The dos and don’ts of forming healthy habits
There are some practical pointers (and some big no-nos) when it comes to raising children with healthy eating habits. Here are some of them:
• Do be an example
It’s unfair (and nearly impossible) to expect your child or dependant to adopt healthy eating habits, or less fussy preferences, if they’re raised by a parent or guardian who doesn’t live this out in their own life. “You cannot expect your children or dependants to have healthy eating habits if you are not an example for them,” says Oberholzer. “You must show them what healthy eating habits look like,” she continues. “Luckily, healthy eating can benefit us all, so you will not be doing it just for your kids.”
• Involve them in food choices
A child is more likely to show enthusiasm and be on board with healthy eating if you get them to participate in deciding what healthy eating looks like in your home. Consider giving them a budget and allowing them to decide on a meal that you can shop for and cook together.
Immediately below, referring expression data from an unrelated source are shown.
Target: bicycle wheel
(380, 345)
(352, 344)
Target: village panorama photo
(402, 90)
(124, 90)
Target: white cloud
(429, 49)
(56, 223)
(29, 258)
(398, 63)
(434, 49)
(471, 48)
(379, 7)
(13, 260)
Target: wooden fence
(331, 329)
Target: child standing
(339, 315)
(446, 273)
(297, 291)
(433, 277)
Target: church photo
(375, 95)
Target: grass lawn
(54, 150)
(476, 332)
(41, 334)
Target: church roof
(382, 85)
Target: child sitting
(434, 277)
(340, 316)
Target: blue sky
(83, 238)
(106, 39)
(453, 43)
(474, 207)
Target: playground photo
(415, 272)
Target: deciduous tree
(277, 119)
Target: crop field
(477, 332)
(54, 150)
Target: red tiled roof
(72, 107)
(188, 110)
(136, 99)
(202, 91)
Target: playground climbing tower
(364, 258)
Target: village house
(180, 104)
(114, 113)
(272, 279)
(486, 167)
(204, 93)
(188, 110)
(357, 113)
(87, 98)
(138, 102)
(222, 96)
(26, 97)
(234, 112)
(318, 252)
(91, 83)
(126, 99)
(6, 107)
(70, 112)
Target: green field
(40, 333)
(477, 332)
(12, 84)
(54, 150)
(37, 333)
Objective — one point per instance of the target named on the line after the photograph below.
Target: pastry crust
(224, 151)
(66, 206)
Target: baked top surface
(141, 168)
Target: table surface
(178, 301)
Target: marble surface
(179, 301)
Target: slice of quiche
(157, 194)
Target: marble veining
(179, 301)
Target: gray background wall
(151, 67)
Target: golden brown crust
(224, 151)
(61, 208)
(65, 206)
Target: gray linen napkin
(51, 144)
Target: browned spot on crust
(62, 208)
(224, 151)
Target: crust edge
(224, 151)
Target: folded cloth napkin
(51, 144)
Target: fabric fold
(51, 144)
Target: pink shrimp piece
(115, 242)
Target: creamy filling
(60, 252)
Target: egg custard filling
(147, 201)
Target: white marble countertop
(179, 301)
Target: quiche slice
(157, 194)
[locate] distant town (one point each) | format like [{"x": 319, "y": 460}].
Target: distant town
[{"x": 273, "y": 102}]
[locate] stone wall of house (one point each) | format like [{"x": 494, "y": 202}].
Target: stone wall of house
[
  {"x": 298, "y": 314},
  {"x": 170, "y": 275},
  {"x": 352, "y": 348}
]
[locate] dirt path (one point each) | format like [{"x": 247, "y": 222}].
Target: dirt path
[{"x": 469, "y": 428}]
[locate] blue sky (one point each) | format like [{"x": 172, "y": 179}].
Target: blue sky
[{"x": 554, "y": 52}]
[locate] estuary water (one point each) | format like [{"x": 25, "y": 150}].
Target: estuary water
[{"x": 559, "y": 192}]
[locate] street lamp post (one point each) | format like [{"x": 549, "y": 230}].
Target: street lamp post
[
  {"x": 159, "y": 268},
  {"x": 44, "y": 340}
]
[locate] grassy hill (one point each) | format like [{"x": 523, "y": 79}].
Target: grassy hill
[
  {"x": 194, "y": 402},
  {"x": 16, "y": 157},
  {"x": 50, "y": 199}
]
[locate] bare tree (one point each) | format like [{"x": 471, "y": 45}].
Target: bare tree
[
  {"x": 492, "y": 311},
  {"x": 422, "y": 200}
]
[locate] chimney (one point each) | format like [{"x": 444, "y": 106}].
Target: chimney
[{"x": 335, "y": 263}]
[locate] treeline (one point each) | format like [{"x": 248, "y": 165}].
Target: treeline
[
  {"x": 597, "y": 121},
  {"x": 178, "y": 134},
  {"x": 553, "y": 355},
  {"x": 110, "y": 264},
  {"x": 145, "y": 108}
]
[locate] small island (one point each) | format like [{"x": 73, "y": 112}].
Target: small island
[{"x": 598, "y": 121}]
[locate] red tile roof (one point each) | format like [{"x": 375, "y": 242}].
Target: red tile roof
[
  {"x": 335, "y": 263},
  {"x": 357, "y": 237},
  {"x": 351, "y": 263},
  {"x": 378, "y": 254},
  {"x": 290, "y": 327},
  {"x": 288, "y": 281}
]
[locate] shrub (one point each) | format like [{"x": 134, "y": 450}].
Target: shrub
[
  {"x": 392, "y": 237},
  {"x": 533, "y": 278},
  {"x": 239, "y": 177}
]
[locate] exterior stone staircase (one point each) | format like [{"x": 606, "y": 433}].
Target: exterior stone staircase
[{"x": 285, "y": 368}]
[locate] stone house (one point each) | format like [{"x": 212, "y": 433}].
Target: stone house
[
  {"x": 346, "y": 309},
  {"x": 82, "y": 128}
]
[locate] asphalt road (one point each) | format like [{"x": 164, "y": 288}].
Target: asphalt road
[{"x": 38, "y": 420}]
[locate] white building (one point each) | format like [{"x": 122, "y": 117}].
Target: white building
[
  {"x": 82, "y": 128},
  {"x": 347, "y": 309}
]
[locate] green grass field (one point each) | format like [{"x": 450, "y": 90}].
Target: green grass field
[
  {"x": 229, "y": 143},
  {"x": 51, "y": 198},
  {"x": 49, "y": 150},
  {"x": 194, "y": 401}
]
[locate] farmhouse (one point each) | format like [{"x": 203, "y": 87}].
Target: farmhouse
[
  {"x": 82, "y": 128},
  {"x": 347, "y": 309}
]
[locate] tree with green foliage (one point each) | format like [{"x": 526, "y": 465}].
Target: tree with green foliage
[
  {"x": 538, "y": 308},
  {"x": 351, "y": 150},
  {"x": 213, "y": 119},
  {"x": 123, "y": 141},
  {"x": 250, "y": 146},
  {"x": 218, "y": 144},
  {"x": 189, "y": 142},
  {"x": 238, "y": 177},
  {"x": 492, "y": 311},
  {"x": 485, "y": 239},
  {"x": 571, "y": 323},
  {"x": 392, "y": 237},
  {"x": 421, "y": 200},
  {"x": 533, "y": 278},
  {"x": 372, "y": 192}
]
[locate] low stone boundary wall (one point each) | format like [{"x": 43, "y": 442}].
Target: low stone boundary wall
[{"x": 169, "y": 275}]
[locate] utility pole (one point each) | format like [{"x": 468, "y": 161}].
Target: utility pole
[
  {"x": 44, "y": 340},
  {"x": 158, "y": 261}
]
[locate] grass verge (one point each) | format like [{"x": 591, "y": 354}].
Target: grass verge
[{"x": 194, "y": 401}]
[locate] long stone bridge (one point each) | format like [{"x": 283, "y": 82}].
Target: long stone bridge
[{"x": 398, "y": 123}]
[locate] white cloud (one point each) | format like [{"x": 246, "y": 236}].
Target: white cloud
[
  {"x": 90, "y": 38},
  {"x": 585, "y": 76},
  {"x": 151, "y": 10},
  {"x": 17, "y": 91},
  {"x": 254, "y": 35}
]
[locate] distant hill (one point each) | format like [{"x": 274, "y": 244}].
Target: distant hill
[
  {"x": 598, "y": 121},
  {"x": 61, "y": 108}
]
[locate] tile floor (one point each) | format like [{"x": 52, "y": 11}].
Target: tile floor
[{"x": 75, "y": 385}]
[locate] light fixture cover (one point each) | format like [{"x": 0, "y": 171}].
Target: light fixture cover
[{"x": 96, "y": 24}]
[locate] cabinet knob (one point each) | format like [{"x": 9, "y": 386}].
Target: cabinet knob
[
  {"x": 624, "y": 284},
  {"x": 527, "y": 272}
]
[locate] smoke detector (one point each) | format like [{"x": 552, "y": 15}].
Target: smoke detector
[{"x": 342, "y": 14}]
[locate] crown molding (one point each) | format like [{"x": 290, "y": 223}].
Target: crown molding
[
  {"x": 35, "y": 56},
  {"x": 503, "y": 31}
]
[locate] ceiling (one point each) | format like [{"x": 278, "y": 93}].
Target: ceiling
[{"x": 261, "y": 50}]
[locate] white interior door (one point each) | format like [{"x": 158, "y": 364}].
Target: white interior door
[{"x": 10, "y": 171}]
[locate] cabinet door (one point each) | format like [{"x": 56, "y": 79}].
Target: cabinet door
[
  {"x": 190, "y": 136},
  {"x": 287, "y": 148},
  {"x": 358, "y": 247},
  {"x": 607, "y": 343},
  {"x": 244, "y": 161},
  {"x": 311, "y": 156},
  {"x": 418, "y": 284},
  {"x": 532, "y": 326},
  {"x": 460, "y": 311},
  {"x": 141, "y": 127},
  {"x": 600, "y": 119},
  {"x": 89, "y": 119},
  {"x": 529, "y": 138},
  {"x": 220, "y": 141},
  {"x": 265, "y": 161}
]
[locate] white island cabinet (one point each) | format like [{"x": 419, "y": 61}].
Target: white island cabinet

• Don’t bribe them to keep them healthy
Tactics like promising your kids dessert only if they eat their veggies or treating them to ice cream if they pass a test are not the way to go if you want to help your child establish a healthy relationship with food, says Oberholzer. “By doing this, children will start to see food as ‘good’ and ‘bad’, and not as nutritious food to fuel the body and to help them grow,” she explains. “Instead, use non-food options to reward children, such as stickers (if they collect them) or a play date with their best friend.”
• Don’t criticise their eating habits
The language you associate with food, and the comments you make about a child’s eating habits can stay with them throughout childhood and lead to an unhealthy relationship with food. According to registered dieticians Gabriella Goodchild and Sarah Almond Bushell writing for The Children’s Nutritionist blog, “While we may remember being praised for eating something as a child, we may also remember being criticised for not eating something or eating too much.”
Recipes for even the fussiest children
Oberholzer suggests these meals to get your kids enthusiastic about healthy eating:
Breakfast: Overnight oats
“Overnight oats can be an easy and delicious breakfast, and it only takes a few seconds to prepare. You will wake up to a delicious grab-and-go brekkie that the whole family will enjoy.”
1. Mix some raw oats with yoghurt and/or milk and fruit of your choice.
2. Add some flavour like cacao, peanut butter, cinnamon or vanilla essence and refrigerate overnight.
Lunch: Sandwiches or wraps
“Bread can be a great and easy way to up fibre intake and provide your child with a good source of energy to sustain them throughout the day.”
Some filling options:
• Peanut butter
• Cheese and tomato
• Chicken mayo
Wraps are also a good option if you have some leftovers in the fridge, like chicken stir-fry, says Oberholzer.
Supper: Veggie kebabs
“The visual impact of food, and the emotions that accompany dinnertime, are important for children, so make dinner colourful and fun. This is a great time to include the kids to help you out while you prepare the rest of the food.”
1. Set up a production line on your kitchen counter, with kebabs, fresh vegetables and seasoning. “Use veggies like baby tomatoes, fresh broccoli, cauliflower, cooked butternut and beetroot, or any other veggies that you prefer,” suggest Oberholzer.
2. Ask your kids to build their own veggie kebabs by threading whichever veggies they like on to the kebabs and finishing off with a sprinkle of seasoning. “Veggie kebabs can be enjoyed raw or roasted. This will add instant colour to the plate,” says Oberholzer. “The kids may also be keener to eat their veggies because they created the kebabs, and they are something to be proud of.”